UPDATE: On 18th March, National favourite was Inothewayurthinkin pulled out of the race. Off the back of a stunning Cheltenham Gold Cup win, trainer Gavin Cromwell and owner JP McManus decided that it could prove to be a race too far for the seven year old. ” It’s all about doing the right thing for the horse.” said  Cromwell. The new favourite for the 2025 Grand National is Intense Raffles at 7-1 at time of writing.

At the time of writing, the 2025 Grand National is less than a month away and, while further declaration stages are due in March before the final field is revealed on April 3, the ante-post market has taken shape since the weights were published on February 11. Currently, favourite for the £500,000 first prize money is Inothewayurthinkin (3/1), owned by John P. McManus and trained by Gavin Cromwell in Navan, Co. Meath. Inothewayurthinkin was 8/1 prior to a storming Cheltenham Gold Cup win on Friday 14th February, beating favourite Galopin Des Champs into second, as he attempted to gain his third Gold Cup victory in a row.

A seven-year-old gelding by Derby runner-up Walk In The Park, Inothewayurthinkin readily justified favouritism in the Fulke Walwyn Kim Muir Challenge Cup at the 2024 Cheltenham Festival and followed up with another comfortable victory in the Mildmay Novices’ Chase at Aintree a month later. In that latter Grade 1 contest, he beat Iroko, who is potentially just 1lb better off in the National, by 4 lengths, so must have every chance of confirming that form.

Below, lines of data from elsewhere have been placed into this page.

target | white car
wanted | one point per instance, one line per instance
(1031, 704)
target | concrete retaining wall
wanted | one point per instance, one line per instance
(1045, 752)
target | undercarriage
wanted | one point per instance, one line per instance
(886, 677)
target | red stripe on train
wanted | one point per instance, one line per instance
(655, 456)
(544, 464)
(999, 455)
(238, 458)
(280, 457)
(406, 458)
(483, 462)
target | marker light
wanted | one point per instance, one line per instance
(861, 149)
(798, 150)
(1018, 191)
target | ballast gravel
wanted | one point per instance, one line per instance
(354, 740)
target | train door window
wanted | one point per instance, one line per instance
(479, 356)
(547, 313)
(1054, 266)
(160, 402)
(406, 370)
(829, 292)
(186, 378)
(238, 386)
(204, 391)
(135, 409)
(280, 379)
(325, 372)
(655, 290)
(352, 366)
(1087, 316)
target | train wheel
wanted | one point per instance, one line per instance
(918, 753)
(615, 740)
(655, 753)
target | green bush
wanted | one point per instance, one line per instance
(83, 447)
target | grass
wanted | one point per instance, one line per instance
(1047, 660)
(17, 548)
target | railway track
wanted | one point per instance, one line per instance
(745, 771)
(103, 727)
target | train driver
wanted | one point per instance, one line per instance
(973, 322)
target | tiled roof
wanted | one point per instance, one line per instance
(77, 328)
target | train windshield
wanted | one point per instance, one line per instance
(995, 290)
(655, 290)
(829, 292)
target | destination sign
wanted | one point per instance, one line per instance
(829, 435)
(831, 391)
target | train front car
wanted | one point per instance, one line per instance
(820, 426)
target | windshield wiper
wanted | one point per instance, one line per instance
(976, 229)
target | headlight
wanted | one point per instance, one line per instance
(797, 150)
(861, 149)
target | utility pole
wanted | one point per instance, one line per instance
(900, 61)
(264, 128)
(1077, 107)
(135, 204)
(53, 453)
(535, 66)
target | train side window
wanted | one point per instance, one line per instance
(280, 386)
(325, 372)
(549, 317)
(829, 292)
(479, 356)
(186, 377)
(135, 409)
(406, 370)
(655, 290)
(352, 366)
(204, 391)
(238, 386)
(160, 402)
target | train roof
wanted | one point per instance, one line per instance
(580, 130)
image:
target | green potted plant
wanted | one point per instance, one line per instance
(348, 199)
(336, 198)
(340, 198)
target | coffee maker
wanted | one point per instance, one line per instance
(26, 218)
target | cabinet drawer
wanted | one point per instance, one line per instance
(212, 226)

In 2024/25 so far, Inothewayurthinkin has once again been highly tried, competing without success in the John Durkan Memorial Punchestown Chase, the Savills Chase at Leopardstown and Irish Gold Cup, over the same course and distance. Nevertheless, his closing fourth, beaten 7¼ lengths by the winner, Galopin Des Champs, suggests that his handicap mark of 160 is more than fair, for all that he is 15lb higher in the weights than the last time he ran in a handicap.

Inothewayurthinkin has yet to win beyond three and a quarter miles, so his stamina for the extra mile or so of the Grand National distance has to be taken on trust. Likewise, he has yet to win on going faster than soft, but the whole of the National Course is routinely watered to maintain the going on the soft side of good, so he should not be unduly incovenienced by underfoot conditions.